4. SIMPLIFY the equation

• Calculate: \(3.7 = \sqrt{12.25 + (y + 0.5)^2}\)
• Square both sides to eliminate the square root: \(3.7^2 = 12.25 + (y + 0.5)^2\)
• Calculate: \(13.69 = 12.25 + (y + 0.5)^2\) (use calculator)
• Isolate the squared term: \((y + 0.5)^2 = 13.69 - 12.25 = 1.44\)

5. SIMPLIFY further to solve for y

• Take the square root of both sides: \(y + 0.5 = ±\sqrt{1.44}\)
• Calculate: \(y + 0.5 = ±1.2\) (use calculator)
• This gives us two possibilities:
  • \(y + 0.5 = 1.2 → y = 0.7\)
  • \(y + 0.5 = -1.2 → y = -1.7\)

6. APPLY CONSTRAINTS to select the final answer

• The problem states that y is positive
• Since -1.7 is negative, we reject this solution
• Therefore: \(y = 0.7\)

Answer: A

Why Students Usually Falter on This Problem

Most Common Error Path:

Weak SIMPLIFY execution: Students make algebraic errors when working with the distance formula, especially when squaring both sides or dealing with the nested operations.
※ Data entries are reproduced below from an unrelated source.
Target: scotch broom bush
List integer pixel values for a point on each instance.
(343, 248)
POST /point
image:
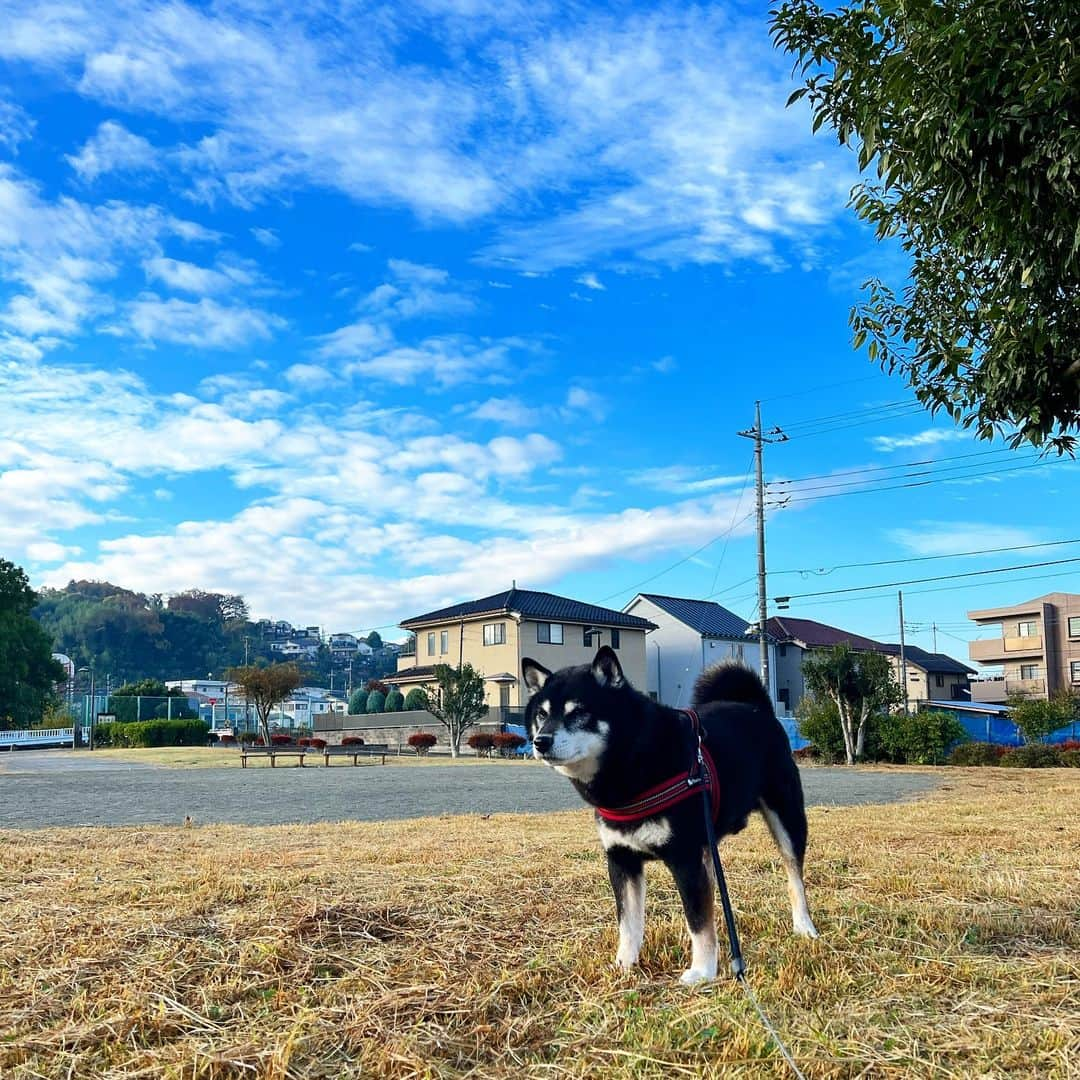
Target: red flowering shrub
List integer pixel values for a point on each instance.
(483, 742)
(421, 742)
(507, 742)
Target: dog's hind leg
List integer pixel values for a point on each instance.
(787, 823)
(693, 877)
(626, 874)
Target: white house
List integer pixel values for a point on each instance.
(690, 636)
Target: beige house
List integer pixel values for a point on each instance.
(1036, 646)
(495, 633)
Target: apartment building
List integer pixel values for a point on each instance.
(1035, 648)
(496, 632)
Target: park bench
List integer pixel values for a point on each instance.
(271, 752)
(370, 750)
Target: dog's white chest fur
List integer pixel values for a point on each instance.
(646, 838)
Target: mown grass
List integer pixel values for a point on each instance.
(461, 946)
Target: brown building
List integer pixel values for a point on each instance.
(1036, 646)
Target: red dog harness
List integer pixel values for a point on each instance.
(672, 792)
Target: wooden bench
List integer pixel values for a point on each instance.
(372, 750)
(273, 753)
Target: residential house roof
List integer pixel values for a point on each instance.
(531, 605)
(929, 661)
(706, 617)
(818, 635)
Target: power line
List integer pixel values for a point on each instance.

Common mistakes include calculating \(3.7^2\) incorrectly, making sign errors with \((y + 0.5)\), or errors in isolating the squared term. These computational errors lead to incorrect values and cause students to select wrong answer choices or become confused about which approach to take.

Second Most Common Error:

Poor APPLY CONSTRAINTS reasoning: Students find both \(y = 0.7\) and \(y = -1.7\) but fail to recognize that the problem specifies y must be positive.
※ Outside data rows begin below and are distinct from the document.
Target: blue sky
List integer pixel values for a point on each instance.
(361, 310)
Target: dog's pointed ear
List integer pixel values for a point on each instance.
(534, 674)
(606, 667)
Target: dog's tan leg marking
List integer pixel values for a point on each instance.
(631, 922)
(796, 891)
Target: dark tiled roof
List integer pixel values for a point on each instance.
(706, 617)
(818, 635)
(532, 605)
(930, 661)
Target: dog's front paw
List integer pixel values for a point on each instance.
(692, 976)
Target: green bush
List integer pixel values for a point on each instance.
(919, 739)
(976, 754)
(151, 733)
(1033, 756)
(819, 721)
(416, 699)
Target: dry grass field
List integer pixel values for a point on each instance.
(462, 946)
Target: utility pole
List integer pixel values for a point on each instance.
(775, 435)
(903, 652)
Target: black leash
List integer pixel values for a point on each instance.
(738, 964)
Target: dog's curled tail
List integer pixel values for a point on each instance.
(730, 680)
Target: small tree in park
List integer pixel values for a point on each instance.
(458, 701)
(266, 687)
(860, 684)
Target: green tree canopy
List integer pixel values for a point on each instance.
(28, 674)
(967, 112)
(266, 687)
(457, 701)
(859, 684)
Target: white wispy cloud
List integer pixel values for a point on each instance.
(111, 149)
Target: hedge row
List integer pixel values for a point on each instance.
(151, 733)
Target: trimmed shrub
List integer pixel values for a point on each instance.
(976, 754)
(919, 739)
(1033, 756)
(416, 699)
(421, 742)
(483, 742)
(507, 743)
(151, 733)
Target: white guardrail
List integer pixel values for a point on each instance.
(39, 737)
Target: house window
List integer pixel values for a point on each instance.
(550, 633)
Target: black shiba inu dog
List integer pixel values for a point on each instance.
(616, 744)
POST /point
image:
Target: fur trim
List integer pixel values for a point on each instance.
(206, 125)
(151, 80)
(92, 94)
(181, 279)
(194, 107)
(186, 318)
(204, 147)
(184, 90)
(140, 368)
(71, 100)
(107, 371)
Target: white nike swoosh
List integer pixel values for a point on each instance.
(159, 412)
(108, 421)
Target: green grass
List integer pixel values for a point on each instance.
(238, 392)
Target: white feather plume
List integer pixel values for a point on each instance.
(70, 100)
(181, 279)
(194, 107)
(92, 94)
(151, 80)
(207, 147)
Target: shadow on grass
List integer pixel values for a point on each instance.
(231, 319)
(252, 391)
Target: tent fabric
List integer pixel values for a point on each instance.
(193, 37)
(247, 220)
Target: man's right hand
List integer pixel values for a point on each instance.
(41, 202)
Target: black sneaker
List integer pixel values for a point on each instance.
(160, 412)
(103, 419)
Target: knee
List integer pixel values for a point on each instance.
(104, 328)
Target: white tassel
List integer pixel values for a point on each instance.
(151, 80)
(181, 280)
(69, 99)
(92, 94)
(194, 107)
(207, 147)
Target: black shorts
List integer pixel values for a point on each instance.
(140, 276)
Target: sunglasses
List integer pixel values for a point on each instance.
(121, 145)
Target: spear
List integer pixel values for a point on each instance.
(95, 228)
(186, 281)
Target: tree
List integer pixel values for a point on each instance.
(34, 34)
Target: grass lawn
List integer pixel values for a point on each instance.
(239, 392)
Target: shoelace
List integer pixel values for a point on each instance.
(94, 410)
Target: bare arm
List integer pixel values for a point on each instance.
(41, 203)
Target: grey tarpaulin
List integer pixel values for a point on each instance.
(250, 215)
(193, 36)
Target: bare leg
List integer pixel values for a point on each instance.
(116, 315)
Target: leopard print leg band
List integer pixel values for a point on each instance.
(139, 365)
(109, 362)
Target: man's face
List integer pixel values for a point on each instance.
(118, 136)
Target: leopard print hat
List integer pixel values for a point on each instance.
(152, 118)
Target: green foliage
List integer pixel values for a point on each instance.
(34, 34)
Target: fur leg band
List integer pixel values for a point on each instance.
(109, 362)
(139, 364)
Without applying this constraint, they might select the wrong answer or become uncertain about which solution is correct. This may lead them to select Choice B (1.2) if they confuse the constraint with the calculated square root value, or guess randomly between the positive solutions.

The Bottom Line:

This problem requires careful algebraic manipulation of the distance formula combined with attention to the given constraints. Success depends on systematic execution of each step rather than rushing through the calculations.